To obtain this cross-disorder and multi-regional understanding of psychiatric gene expression changes, here I present a comprehensive set of transcriptomic investigations conducted by myself and others, spanning multiple psychiatric disorders and brain regions. In Chapter 2, I share our published mega-analysis of gene expression microarray datasets containing frontal cortex samples from subjects diagnosed with schizophrenia, bipolar disorder, ASD, and major depressive disorder subjects, compared with non-psychiatric controls.5 We find that polygenic overlap parallels transcriptomic overlap, and that psychiatric genetic risk variants are associated with downregulated neuronal genes found in ASD, schizophrenia, and bipolar disorder. In Chapter 3, I present my contributions to our published collaborative work with the PsychENCODE Consortium,6 in which we compiled and uniformly processed genotype and RNA-sequencing data from more than 2,000 postmortem human brain samples to gain an understanding of how the entire transcriptome is impacted in frontal cortex samples from subjects diagnosed with schizophrenia, bipolar disorder, and ASD. Here, I detail my work integrating polygenic risk scores --measures of common genetic burden for psychiatric disease -- with transcriptomic changes to obtain a deeper understanding of how genetic variants directly regulate psychiatric gene expression changes. In Chapter 4, I present our work characterizing ASD transcriptomic across 11 distinct regions spanning the ASD cerebral cortex. We find widespread dysregulation across the cerebral cortex, with this dysregulation exhibiting the greatest magnitude of effect in the occipital region. ASD genetic risk variants are associated with genes downregulated cortex-wide that contribute to neuronal synaptic plasticity pathways, heavily implicating neuronal synaptic plasticity in ASD neuropathology. Together, these transcriptomic analyses expand our understanding of the molecular pathology of psychiatric disorders across distinct disorders and the cerebral cortex, implicating specific genes, cell-types, and biological pathways in psychiatric neuropathology.

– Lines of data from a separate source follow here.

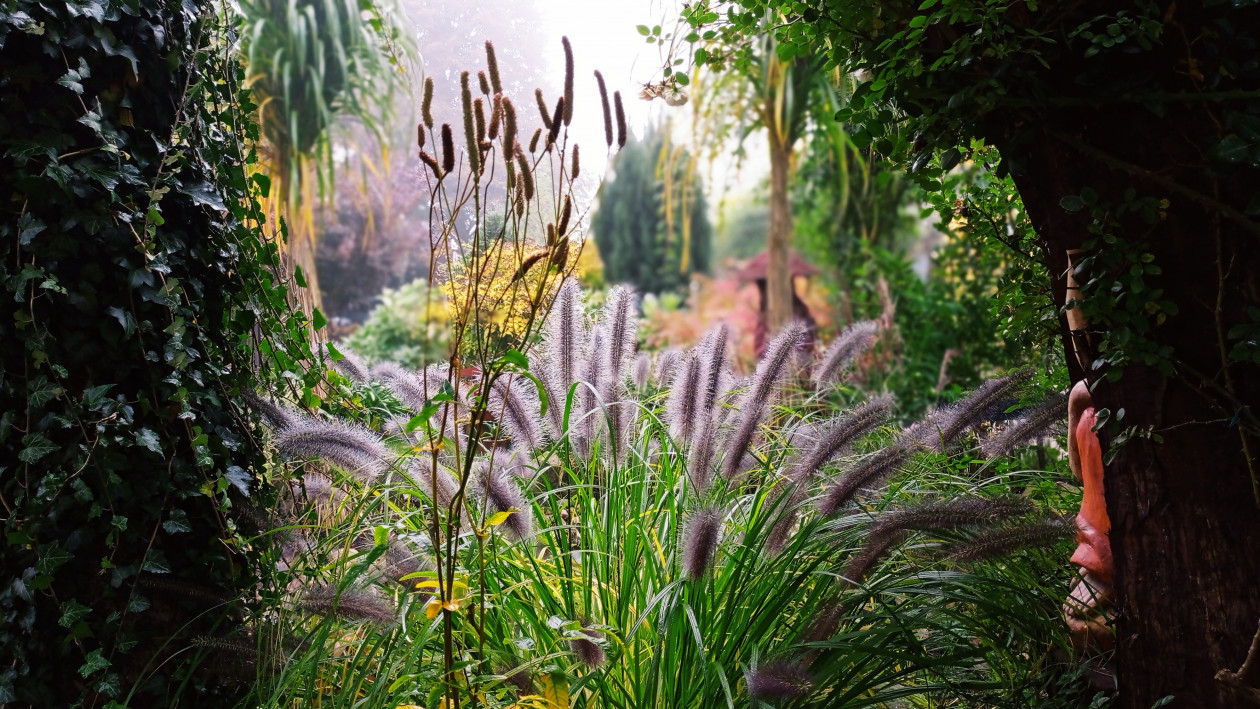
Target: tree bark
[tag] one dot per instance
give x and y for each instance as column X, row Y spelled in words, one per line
column 1181, row 490
column 779, row 281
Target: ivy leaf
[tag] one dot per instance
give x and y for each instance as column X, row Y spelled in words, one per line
column 34, row 447
column 148, row 438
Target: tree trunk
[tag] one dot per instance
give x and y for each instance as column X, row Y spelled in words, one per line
column 779, row 281
column 1181, row 490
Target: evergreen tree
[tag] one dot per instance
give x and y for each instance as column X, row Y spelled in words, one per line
column 652, row 224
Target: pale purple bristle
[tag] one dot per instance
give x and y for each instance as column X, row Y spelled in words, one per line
column 350, row 603
column 701, row 538
column 867, row 472
column 854, row 340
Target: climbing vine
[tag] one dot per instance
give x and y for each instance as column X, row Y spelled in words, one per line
column 140, row 301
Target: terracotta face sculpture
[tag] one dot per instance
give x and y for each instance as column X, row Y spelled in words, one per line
column 1089, row 603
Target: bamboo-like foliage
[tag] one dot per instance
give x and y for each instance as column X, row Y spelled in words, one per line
column 311, row 62
column 536, row 525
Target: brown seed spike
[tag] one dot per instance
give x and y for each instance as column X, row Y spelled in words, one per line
column 492, row 64
column 426, row 105
column 495, row 115
column 447, row 149
column 568, row 81
column 621, row 119
column 565, row 213
column 542, row 108
column 479, row 119
column 557, row 121
column 432, row 164
column 470, row 136
column 607, row 112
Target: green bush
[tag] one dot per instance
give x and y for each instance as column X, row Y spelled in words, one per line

Abstract Bibliography1. Sullivan, P. F. & Geschwind, D. H. Defining the Genetic, Genomic, Cellular, and Diagnostic Architectures of Psychiatric Disorders. Cell 177, 162–183 (2019).

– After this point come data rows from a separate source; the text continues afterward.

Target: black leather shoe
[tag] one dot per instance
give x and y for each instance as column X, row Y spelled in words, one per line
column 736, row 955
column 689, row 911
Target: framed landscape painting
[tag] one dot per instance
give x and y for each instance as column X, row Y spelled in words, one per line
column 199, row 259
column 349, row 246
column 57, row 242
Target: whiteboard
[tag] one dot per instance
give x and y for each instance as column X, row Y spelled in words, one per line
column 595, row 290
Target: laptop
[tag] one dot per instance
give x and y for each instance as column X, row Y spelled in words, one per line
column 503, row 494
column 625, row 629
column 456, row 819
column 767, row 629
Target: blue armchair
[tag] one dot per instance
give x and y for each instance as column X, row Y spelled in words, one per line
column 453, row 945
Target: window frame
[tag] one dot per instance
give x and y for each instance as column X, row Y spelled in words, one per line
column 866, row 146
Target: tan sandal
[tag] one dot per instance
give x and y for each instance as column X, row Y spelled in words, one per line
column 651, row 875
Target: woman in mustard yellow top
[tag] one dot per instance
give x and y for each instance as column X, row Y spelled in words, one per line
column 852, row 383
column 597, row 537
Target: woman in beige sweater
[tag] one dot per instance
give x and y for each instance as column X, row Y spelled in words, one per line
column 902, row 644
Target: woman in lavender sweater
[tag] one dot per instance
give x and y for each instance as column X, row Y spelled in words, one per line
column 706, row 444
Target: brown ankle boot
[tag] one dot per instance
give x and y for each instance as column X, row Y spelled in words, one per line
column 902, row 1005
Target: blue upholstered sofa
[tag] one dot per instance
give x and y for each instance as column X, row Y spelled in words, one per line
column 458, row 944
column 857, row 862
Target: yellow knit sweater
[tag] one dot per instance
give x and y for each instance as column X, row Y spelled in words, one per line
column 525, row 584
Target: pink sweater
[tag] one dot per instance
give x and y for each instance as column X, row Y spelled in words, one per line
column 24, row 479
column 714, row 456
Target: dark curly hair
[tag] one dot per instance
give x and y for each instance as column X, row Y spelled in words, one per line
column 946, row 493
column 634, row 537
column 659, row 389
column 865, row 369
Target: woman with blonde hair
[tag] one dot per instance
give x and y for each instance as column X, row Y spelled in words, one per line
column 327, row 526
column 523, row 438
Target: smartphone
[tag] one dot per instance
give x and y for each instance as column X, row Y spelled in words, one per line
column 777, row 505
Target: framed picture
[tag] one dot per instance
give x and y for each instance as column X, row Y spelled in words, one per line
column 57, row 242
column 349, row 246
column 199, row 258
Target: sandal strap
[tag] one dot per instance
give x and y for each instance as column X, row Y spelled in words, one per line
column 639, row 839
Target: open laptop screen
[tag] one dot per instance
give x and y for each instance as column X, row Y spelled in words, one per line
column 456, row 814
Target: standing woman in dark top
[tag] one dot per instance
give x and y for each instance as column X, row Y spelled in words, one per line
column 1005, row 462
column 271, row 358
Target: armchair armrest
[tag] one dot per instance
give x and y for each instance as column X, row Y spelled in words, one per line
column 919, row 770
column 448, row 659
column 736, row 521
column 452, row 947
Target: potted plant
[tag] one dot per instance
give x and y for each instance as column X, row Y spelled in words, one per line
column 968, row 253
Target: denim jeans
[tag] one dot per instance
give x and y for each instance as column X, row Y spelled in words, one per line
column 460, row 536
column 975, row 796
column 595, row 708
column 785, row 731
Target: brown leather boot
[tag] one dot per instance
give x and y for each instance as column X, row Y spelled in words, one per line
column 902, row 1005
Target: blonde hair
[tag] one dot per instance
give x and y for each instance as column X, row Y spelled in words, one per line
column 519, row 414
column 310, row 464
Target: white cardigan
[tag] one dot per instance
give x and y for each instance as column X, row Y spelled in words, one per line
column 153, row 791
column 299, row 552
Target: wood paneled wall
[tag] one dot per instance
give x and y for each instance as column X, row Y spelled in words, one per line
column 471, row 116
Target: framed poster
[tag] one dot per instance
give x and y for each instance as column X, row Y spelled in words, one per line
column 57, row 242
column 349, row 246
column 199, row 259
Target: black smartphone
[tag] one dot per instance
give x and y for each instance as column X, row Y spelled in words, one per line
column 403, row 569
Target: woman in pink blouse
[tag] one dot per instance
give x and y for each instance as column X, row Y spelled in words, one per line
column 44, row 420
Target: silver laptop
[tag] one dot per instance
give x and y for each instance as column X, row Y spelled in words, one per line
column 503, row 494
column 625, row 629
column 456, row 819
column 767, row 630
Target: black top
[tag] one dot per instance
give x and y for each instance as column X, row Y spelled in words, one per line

2. I. Voineagu et al., Transcriptomic analysis of autistic brain reveals convergent molecular pathology. Nature. 474, 380–384 (2011).

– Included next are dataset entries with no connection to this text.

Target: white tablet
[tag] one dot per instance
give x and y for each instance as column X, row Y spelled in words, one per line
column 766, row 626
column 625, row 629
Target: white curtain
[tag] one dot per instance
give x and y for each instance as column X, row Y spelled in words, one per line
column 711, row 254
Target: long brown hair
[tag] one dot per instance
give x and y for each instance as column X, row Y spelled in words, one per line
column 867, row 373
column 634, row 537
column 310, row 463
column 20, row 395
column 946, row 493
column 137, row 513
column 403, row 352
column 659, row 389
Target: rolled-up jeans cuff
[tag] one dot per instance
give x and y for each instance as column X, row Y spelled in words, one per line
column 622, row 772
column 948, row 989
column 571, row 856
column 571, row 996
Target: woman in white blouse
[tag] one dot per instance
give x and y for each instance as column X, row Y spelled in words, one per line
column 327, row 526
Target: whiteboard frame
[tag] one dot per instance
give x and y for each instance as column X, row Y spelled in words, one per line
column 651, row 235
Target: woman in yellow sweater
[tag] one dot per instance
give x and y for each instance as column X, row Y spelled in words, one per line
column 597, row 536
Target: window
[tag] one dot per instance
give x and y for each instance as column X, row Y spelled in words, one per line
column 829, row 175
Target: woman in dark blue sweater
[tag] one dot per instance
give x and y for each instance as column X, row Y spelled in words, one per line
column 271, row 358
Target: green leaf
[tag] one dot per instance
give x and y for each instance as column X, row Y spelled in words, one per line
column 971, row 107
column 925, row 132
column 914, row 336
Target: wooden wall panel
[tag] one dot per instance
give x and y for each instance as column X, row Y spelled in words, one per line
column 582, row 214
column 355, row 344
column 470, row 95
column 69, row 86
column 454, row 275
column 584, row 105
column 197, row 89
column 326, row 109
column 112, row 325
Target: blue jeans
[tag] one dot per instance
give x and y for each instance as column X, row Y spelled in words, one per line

3. Parikshak, N. N. et al. Genome-wide changes in lncRNA, splicing, and regional gene expression patterns in autism. Nature 540, 423–427 (2016).
4. Bulik-Sullivan, B., Finucane, H., Anttila, V. et al. An atlas of genetic correlations across human diseases and traits. Nat Genet 47, 1236–1241 (2015).
5. Gandal, M. J. et al. Shared molecular neuropathology across major psychiatric disorders parallels polygenic overlap. Science 359, 693–697 (2018).
6. Gandal, M. J. et al. Transcriptome-wide isoform-level dysregulation in ASD, schizophrenia, and bipolar disorder. Science 362, (2018).